Jetzt wird auch noch der Ökolöwe übermütig! „Autobahn bauen ist so was von gestern!“, titelt der Leipziger Umweltverband in seinem aktuellen, am Freitag, 30. Oktober, versandten Newsletter. „Zwischen Leipzig und Torgau soll für viele hundert Millionen Euro eine Autobahn gebaut werden und das mit Geldern für den Klimaschutz. Absurd! Heute wie damals: Ein klares Nein zur B87n!“ Dabei geht es um etwas völlig anderes. Und die Kohleausstiegsgelder haben damit eher wenig zu tun.
Auch wenn das in der erstaunlich aufgeregten Meldung des Ökolöwen ganz so klingt.
Also erst einmal die seltsame Aufregung
Der Ökolöwe im Original: „Unwiederbringliche Naturzerstörung, Verschwendung von Steuergeldern und weitreichende Versiegelung – Wir Ökolöwen haben uns von Anfang an gegen den sinnlosen Bau der B87n gestellt. Auch die Landesdirektion Sachsen hat im Jahr 2015 die Idee der neuen vierspurigen Bundesstraße von Leipzig nach Torgau verworfen. Das Raumordnungsverfahren für den Bau der B87n wurde eingestellt.

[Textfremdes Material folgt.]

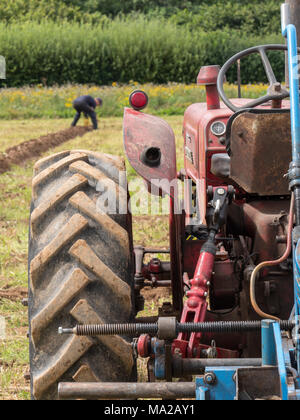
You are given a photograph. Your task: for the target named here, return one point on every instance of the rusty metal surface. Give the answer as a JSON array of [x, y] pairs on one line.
[[142, 131], [261, 152], [166, 390]]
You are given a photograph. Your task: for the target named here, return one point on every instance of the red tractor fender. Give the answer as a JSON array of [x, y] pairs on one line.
[[145, 134]]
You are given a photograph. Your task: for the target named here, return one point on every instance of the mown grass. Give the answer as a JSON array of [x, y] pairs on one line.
[[56, 102], [15, 194]]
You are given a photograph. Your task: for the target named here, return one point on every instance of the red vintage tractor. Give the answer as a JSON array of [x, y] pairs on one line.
[[230, 262]]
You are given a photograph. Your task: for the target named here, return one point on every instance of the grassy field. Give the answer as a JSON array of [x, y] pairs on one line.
[[15, 193], [56, 102]]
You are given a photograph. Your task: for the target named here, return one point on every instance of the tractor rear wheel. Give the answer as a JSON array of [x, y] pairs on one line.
[[80, 271]]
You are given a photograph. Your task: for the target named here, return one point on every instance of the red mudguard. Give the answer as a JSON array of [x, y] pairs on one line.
[[142, 131]]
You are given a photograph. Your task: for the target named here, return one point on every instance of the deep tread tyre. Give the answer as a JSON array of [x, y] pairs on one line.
[[80, 271]]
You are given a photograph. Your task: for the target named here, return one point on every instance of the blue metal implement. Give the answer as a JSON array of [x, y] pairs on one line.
[[289, 31]]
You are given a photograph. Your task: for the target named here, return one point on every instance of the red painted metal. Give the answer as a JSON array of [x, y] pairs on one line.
[[142, 131], [144, 346], [138, 100], [196, 306]]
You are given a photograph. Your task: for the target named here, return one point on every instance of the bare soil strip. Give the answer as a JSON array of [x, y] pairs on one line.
[[36, 147]]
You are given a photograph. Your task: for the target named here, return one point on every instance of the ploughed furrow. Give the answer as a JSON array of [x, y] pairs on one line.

Die einfache Begründung: Fehlender Bedarf für eine neue Straße und erst recht in dieser Größenordnung! Daran hat sich bis heute nichts geändert. Im Gegenteil: Die Notwendigkeit einer klimafreundlichen Verkehrswende ist wichtiger denn je. Trotzdem hält die DEGES (Deutsche Einheit Fernstraßenplanungs- und -bau GmbH) hartnäckig an diesen 30 Jahre alten Plänen fest und hat diese nun wieder aus der Schublade geholt.

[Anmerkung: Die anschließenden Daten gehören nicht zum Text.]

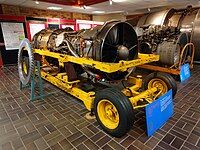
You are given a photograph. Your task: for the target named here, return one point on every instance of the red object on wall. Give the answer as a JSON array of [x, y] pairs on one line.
[[29, 29], [12, 18]]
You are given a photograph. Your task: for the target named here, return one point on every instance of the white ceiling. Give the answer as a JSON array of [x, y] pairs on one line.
[[127, 7]]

Autobahnbau wird als Klimaschutzmaßnahme verkauft
Der Grund für die Wiederaufnahme der Planung ist ironischerweise der Ausstieg Deutschlands aus der Braunkohle. Denn die vom Bund bereitgestellten zusätzlichen Finanzmittel für die Strukturförderung sieht die DEGES als Chance, sich die bereits todgeweihte B 87n nun doch finanzieren zu lassen. Hier sollen vorgesehene Klimaschutzgelder für den Neubau von klimaschädlichen Autobahnen ausgegeben werden. Das ist total absurd und nicht hinnehmbar! Dabei ist es mehr als absurd, Fördermittel des Braunkohleausstiegs für den Neubau von klimaschädlichen Autobahnen ausgeben zu wollen.

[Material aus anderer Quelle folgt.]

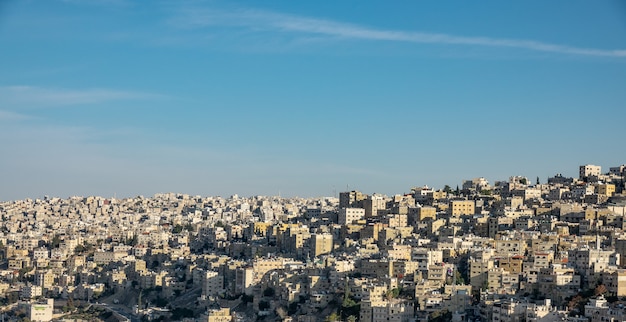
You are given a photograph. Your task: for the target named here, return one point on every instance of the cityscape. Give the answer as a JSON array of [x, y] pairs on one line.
[[520, 249], [320, 161]]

Steuergeld wird sinnlos verplant
Wir Ökolöwen haben zu diesen Autobahnplänen jetzt rechtlich Stellung bezogen und noch einmal bekräftigt: Stoppt diesen Wahnsinn! Denn: Für die Planungen und Untersuchungen eines Autobahnneubaus wurden bereits Unsummen ausgegeben. Die weiteren Planungskosten werden enorm hoch sein. Zahlreiche kostspielige Untersuchungen sind unbedingt notwendig, da die Autobahn in einem sensiblen Naturschutzraum gebaut werden soll. Der tatsächliche Bau einer neuen Autobahn würde zusätzlich mehrere hundert Millionen Euro kosten.“
Der sinnvolle Vorschlag des Ökolöwen
Strukturförderung muss klimafreundlich sein, stellt der Ökolöwe dann als Resümee in seiner Stellungnahme fest: „Die Lösung für Strukturförderung und Klimaschutz ist der schnelle Ausbau des öffentlichen Nahverkehrs. Mit verbesserten Bahn- und Busanbindungen ist die Verkehrsentlastung der bestehenden B 87 mit gutem Kosten-Nutzen-Verhältnis möglich. Deshalb sagen wir Ökolöwen: Schluss mit den Milliarden für klimaschädliche Autobahnen! Um die Klimakrise zu bewältigen, darf in Zukunft nur noch in die Förderung klimafreundlicher Verkehrsarten investiert werden.“
Worum aber geht es wirklich?
Wahrscheinlich war dann beim Ökolöwen doch der Kaffee etwas zu stark. Denn die DEGES hat überhaupt nicht angekündigt, die alten Pläne für die B87n wieder aufzunehmen. Darauf weist auch die unter dem Beitrag auf der Homepage des Ökolöwen verlinkte Antwort an die Landesdirektion hin.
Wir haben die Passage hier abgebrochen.